# [2107.05624] End-to-end Multi-modal Video Temporal Grounding

### Significance

Adding depth and flow to RGB improves video understanding

### Keypoints

• Propose a method for video temporal grounding incorporating depth and optical flow information
• Demonstrate performance of the proposed method by experiments

### Review

#### Background

Text-guided video temporal grounding refers to a task which aims to localize the segment of a video based on a given text query. Most previous methods consider only the RGB image frames from the video, which cannot efficiently capture action or complex scenes. This study tries to address this issue by additionally incorporating optical flow and depth information of the video.

#### Keypoints

##### Propose a method for video temporal grounding incorporating depth and optical flow information

Schematic illustration of the proposed method

The idea is to first extract rgb, depth, and optical flow features with encoders $E_{r}$, $E_{d}$ and $E_{f}$. The local-global interaction modules (LGI) further incorporate the textual feature into each visual modality to derive multi-modal features $M_{r}$, $M_{d}$, and $M_{f}$. Interaction of these multi-modal features are modelled with co-attentional Transformer (Co-TRM) which the query and the key/value pairs are interleaved between the RGB feature and the other features. The final output $[t_{s}, t_{e}]$ are estimated by feeding each feature into a fully-connected (FC) layer, followed by a regression module (REG).

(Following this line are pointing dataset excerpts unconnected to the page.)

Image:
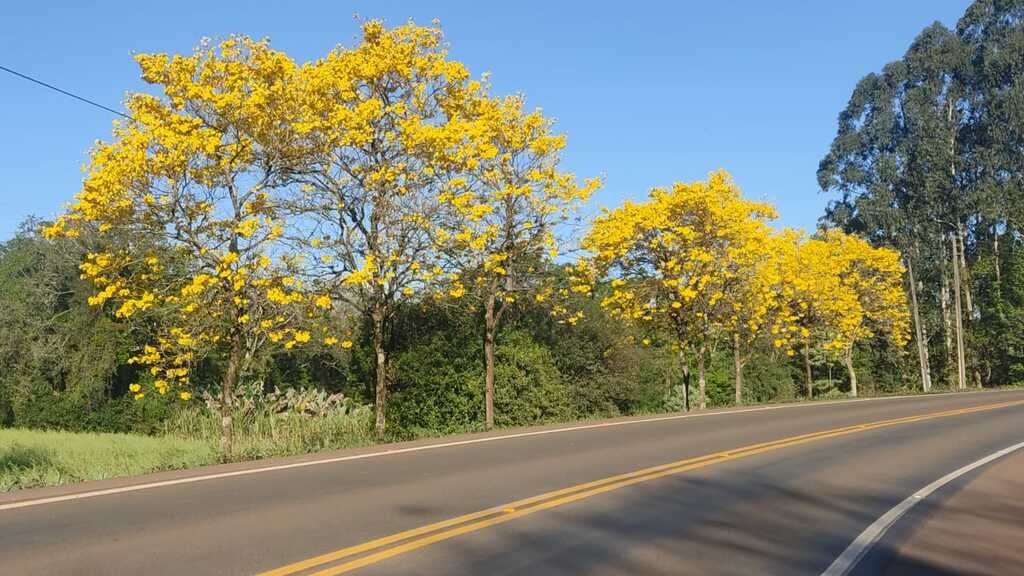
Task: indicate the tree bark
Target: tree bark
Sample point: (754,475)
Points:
(379,316)
(700,375)
(848,360)
(995,256)
(926,376)
(738,366)
(489,323)
(807,368)
(958,320)
(685,364)
(227,398)
(965,273)
(947,320)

To further facilitate the multi-modal training, the authors add SimCLR based contrastive loss to the final objective where the positive and negative samples are defined as the actions from the same and different categories, respectively.

##### Demonstrate performance of the proposed method by experiments

The proposed method (DRFT) is compared with baseline methods including CTRL, RWM, MAN, TripNet, PfTML-GA, DRN, and LGI on the Charades-STA and ActivityNet Captions datasets. Comparative study of the proposed method It can be seen that the performance of the proposed method outperforms baseline methods in terms of Recall at temporal Intersection over Union thresholds (R@IoU) and the mean temporal IoU.

Ablation study results From the ablation studies, it can be seen that the proposed method is especially degraded in performance when the transformer is not present.

Sample results from the Charades-STA dataset Some sample results further demonstrate that fully incorporating the multi-modal video features can improve the performance when compared to single-stream RGB baseline video grounding model.